I wish there was an easy answer, but one of the things you discover as you mature is that parents, too, are flawed. They can be weak or selfish; bullies or abusers; they can totally ignore their children’s needs or shower them with ill-advised levels of attention. The bottom line is that parents are just people and we all have to try to rub along with them, even after their inadequacies become clear, but hopefully before they take too heavy an emotional toll on us.
The trouble with answering letters like yours is that they don’t always come with a suitably expansive picture and so practical advice, rather than simply ruminations, can be hard to offer. I’d love to know where your mother-figure is in all this, and whether you don’t mention her because you feel she is removed entirely from the equation. Most likely you are caught in the middle of a turf war and what you’re enduring is the emotional fallout from what’s going on in the relationships of those whose job it is to be responsible for you.
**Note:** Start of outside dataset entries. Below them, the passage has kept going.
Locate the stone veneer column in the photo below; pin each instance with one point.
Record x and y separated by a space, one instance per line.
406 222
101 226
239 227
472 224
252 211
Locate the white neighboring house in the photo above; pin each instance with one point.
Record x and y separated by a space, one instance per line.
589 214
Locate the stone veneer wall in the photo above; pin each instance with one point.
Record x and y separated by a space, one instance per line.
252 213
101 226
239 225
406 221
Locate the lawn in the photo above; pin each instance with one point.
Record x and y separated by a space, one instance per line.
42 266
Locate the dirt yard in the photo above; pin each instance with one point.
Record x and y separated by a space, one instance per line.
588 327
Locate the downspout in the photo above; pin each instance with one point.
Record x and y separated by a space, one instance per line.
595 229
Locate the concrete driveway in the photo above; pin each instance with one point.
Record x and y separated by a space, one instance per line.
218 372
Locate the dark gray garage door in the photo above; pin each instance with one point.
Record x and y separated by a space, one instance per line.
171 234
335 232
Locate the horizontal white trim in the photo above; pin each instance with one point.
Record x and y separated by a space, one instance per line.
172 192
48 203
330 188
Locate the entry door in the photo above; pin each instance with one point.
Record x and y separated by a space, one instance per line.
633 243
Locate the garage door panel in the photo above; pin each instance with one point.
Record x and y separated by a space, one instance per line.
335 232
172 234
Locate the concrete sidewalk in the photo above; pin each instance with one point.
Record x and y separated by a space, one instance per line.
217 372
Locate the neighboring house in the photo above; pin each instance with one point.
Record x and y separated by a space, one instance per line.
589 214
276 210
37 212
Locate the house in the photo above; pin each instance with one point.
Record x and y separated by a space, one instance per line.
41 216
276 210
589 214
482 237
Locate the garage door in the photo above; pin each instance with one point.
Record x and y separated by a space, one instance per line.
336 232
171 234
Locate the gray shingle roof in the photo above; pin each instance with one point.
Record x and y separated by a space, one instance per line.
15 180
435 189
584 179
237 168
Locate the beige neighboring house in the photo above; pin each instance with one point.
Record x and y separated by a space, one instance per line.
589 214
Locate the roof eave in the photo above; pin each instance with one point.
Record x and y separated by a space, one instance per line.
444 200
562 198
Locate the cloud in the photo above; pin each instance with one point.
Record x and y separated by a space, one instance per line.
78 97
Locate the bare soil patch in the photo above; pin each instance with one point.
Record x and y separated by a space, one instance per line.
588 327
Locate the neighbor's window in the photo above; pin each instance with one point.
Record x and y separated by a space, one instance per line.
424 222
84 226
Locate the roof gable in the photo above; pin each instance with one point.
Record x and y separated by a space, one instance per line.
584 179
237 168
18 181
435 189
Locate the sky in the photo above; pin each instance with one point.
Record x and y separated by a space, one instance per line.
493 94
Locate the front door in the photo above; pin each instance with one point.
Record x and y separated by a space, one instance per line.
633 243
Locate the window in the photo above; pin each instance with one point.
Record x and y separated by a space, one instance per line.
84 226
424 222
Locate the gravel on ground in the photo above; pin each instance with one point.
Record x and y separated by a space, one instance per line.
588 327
The fact is that the adults you describe are letting you down and your best and a necessary first move is to learn not to rely on them. At your age it’s a premature conclusion to have to reach – many of us don’t see the light until we’re much older – but circumstances dictate that your emotions will be better protected by absenting them from the situation. True liberation comes with independence and you are now on the cusp of being able to claim your own place in the world. What you’ve discovered is that people, no matter how much they love you, have inadequacies and faults. Your dad will doubtless live to regret what’s he’s squandered between the two of you, but your job is to stop worrying about your position in the pecking order and to make a life for yourself that doesn’t rely on his approval.